Regulatory Framework for Robo-Advisor in Nigeria

Whilst there is no specific regulatory framework for Robo-Advisor, however the Securities and Exchange Commission in its attempt to show the progression of certain aspects of the Nigerian Legal framework on financial advisory services published the "Proposed New rule on Robo-Advisory Services (the "Proposed Rules")" marking the first regulatory framework for digital investment advisory services providers in Nigeria.

The SEC Proposed Rules for Robo-Advisory Service in Nigeria

Robo- Advisor is the first phase of larger regulatory frameworks that include digital assets, offerings and intercontinental, borderless trading on emerging securities.

It is a general rule that regulations are indispensable to the proper function of economies and societies. They create the "rules of the game" for citizens, business, government and civil society. They underpin markets, protect the rights and safety of citizens and ensure the delivery of public goods and services.

This is why the Security and Exchange Commission in a bid to match the global evolving investment tech ecosystem that is garnering a lot of following and usage, released its Proposed New rule on Robo-Advisory Services (the "Proposed Rules").

The framework brings digital or "Robo"advisors under the regulatory purview of Securities and Exchange Commission (SEC), Nigeria's apex capital market regulator.

The provision of the proposed Guidelines shall be applicable to all Capital Market Operators and persons (Individual & Corporate) offering or seeking to offer Digital (Robo) Advisory Services in the Nigerian Capital Market.

The Proposed Rules mandate that apart from complying with Rule 96 of the Securities and Exchange Commission Rules and Regulations, 2013, which provides for registration requirements of Corporate and Individual Investment Advisers, the Robo-Advisor is required to comply, on an ongoing basis, with all the applicable business conduct requirements set out in the Investment and Securities Act ("ISA") and the Rules and Regulations, Notices and Guidelines issued pursuant to the ISA.

To avoid conflict of interest, "Robo" advisers are required to comply with the disclosure requirements on conflicts of interest set out in the Code of Conduct for Employees of Capital Market Operators as well as disclose in writing to their clients, any actual or potential conflict of interest arising from any connection to or association with any product provider, including any material information or facts that may compromise their objectivity or independence.

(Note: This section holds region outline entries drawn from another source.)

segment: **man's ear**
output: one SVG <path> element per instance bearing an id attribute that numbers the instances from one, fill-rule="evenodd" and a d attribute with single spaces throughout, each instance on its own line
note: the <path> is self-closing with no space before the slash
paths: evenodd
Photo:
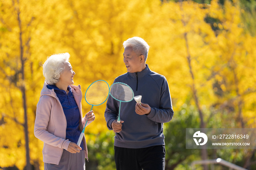
<path id="1" fill-rule="evenodd" d="M 143 63 L 144 61 L 144 59 L 145 58 L 145 57 L 144 55 L 140 55 L 140 63 Z"/>

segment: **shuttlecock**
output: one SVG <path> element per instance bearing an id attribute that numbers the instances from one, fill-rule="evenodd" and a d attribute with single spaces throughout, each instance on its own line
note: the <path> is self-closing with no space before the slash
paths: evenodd
<path id="1" fill-rule="evenodd" d="M 133 97 L 133 98 L 134 99 L 135 101 L 136 101 L 137 103 L 139 103 L 139 104 L 141 104 L 140 101 L 141 101 L 141 98 L 142 97 L 142 96 L 141 95 L 137 96 L 136 96 L 134 97 Z"/>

Although Robo-Advisory technology exists, there are varying degrees of human interface and influence on the functionalities of this novel technology. This appears to be the rationale for SEC's decision to seek to hold humans accountable in the deployment of algorithm/artificial intelligence-based financial advisory services.

I also believe that the SEC believes Robo-Advisory services may soon be available to Nigerians with the plethora of wealthy tech companies in the ecosystem who are constantly innovating. Therefore, SEC may be seeking to create a regulatory environment in which Robo-Advisors can thrive and collaborate with the apex securities regulatory body in Nigeria to foster an adoption of technology-driven products by Nigerians.

In Conclusion:

It is pertinent to state that the disruption of Robo-advisors as new market players in the financial sector are bringing new challenges that the regulators must face in the short term. For this reason, at this time, it is necessary to delve into some key aspects that regulators should consider in order to create and implement efficient regulation of this new phenomenon:

– As regulators gain confidence in their capacity to assess and monitor robo advisors, and as robo advisors become a major force in the market, there may be less need for direct regulation of the forms and features of consumer financial products.

– Provisional ideas about how financial services regulation could facilitate quality-based competition and diversity among robo-advisors to ensure the performance of intermediaries who use robo advisors increasingly exceeds that of their unassisted competitors.